To the thousands of trees — the ashes, pines, maples, firs, sycamores, cottonwoods, elms, aspens, et al. — killed and deformed in the recent “inland hurricane”:
Thank you, for your years and decades of selfless benevolence, for your shade and relief, purification of air, enrichment of soil, provision of oxygen and sequestration of carbon; for refuge and habitat for the birds, bats, insects and other lives that lived from, on and with you; for bestowing beauty in blossoms, foliage and form, quietly nourishing us physically and emotionally alike, even as we too often callously ignored you, sprayed poisons at your feet, blasted your confused leaves with electric lights throughout the nights, disfigured you to accommodate the unyielding march of the grid, and exhausted fumes onto you from our mad multitude of machines.
The storm, and your ultimate destruction — to say nothing of the unimaginable incineration of whole forests across the West — has its final cause in the climate-scrambling consequences of this manic technological growth economy, against which you crucially mitigated.
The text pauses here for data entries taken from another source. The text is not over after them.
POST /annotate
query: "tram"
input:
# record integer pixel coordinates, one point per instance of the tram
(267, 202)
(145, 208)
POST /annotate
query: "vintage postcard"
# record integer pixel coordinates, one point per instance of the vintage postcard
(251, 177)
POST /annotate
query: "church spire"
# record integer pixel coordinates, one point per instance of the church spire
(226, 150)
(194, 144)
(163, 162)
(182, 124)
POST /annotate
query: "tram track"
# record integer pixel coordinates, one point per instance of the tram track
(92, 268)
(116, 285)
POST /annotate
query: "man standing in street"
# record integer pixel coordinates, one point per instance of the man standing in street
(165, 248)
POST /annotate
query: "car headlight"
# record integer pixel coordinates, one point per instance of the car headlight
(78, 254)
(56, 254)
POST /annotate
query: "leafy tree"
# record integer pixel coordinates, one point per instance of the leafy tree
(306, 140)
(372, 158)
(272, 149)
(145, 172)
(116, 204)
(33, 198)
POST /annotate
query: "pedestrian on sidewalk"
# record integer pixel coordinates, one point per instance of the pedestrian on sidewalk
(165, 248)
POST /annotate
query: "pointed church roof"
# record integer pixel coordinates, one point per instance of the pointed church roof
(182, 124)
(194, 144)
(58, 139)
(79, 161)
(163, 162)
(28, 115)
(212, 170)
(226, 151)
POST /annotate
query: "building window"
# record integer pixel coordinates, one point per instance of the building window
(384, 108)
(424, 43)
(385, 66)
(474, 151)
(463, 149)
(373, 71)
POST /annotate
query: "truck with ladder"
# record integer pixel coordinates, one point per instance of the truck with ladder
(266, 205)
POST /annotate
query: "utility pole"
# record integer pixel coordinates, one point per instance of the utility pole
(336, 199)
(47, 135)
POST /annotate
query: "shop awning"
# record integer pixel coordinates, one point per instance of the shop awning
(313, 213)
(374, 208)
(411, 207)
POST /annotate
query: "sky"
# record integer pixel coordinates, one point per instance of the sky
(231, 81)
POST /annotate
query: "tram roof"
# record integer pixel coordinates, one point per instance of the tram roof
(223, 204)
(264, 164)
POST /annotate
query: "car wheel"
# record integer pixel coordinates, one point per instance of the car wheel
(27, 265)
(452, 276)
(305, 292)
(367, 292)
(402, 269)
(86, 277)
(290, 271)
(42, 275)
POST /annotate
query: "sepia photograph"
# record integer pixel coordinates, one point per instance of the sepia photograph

In your absence, urban heat will increase, provoking more air conditioners, more energy consumption, more emissions. Instead of your abatement of pollution, hundreds (perhaps more) of exhaust-spewing chainsaws and chipper-shredders are roaring away to dismember and dispose of your wrecked corpses — a double insult, contributing to further climate breakdown in turn, dooming your future replacements to similar fates or worse.
We are poorer without you, though we cherished and revered you too little while you lived. Can we learn, finally, to create a tree-honoring society, economy and ethic? Our lives, among others, depend on it.